After three years, Robb Royer and David Gates came to a breaking point because Gates wanted more control of the group, so Royer left the group in 1971 after their third album Manna and was replaced with session keyboardist/bassist/guitarist Larry Knechtel, who had previously contributed the piano performance on Simon and Garfunkel's "Bridge Over Troubled Water". Royer continued to write with Griffin and Bread continued to record Royer/Griffin collaborations.

==== Griffin and Knechtel ====
Bread disbanded in 1973 and Jimmy, Larry and Robb ended up working together, releasing one album with Polydor Records in 1973 under the name James Griffin & Co., although none of their songs charted. The trio began work on a second album but it was completed by other producers and released in Europe.

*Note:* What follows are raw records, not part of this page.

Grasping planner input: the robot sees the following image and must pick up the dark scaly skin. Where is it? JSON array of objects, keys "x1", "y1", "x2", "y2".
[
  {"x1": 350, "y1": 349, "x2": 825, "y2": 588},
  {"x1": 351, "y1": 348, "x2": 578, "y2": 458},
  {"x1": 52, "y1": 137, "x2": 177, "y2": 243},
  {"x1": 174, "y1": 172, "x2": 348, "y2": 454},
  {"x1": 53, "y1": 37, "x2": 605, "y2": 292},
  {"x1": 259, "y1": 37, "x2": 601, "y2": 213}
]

==== Toast/Radio Dixie ====
In 1982, Royer wrote the song "Quittin' Time" (co-written with Roger Linn) which eight years later was recorded by Mary Chapin Carpenter and won an ASCAP Airplay award. Royer traveled to Nashville to receive the award and stayed with Griffin, who had previously relocated from L.A. to Nashville. Larry Knechtel had also been living and working as a session musician in Nashville. Royer relocated to Nashville in 1994.

Todd Cerney was already a Grammy-nominated songwriter when Royer met him in 1994 at Jim Della Croce's house. Cerney had written two top-forty songs (Loverboy's "Notorious" and Restless Heart's "I'll Still Be Loving You" which reached number one on the Country charts). Cerney had established a private recording studio in his home where he engineered a number of other singer-songwriters' albums.

Griffin, Royer and Cerney first collaborated by co-writing the song "Kyrie" in 1994. Knechtel later joined the trio and together they performed and co-wrote songs (including the 1995 song "Slow Train") under the band name Toast. Toast performed at various Nashville venues including the Bluebird, Third and Lindsley, and 12th & Porter. They wrote and performed their own songs including such titles as "Road Kill", "Knechtelodeon", "No More Smokin'", "Grenadine", "Magdelena", and "Radio Dixie". The group used session drummers for their recordings and performances. The group would later be known as Radio Dixie in 1998. The name change was intended to help with promotion of the group, but the group disbanded by the end of 1998. Royer and Cerney continued to write together, generating additional titles including "Hurtin' Cowboy", "New Orleans Prayer", "I Believe I Kissed an Angel", and "Beside Myself".

==== Cosmo and Robetta ====
Robb Royer, fulfilling a deathbed wish from Jimmy Griffin, completed in 2010 a project begun by the two in 1973 after Bread's first breakup. A mix of rock opera and radio "Theater of the Mind", the project is a dramatic narration completed with sound effects and music which tells the story of Cosmo, an electronics whiz who is the sole human employee of Savage motors. In his spare time he has built Robetta, a robot who later becomes nearly human in appearance and abilities. The project was an expansion of an earlier work, "The Plastic Sibling", co-written by Robb alongside a number of college friends, including Tim Hallinan.

=== Additional songwriting ===
Royer collaborated with Richard Fagan to write "Sold (The Grundy County Auction Incident)" which was recorded by John Michael Montgomery and became a number one Billboard Country chart hit in 1995.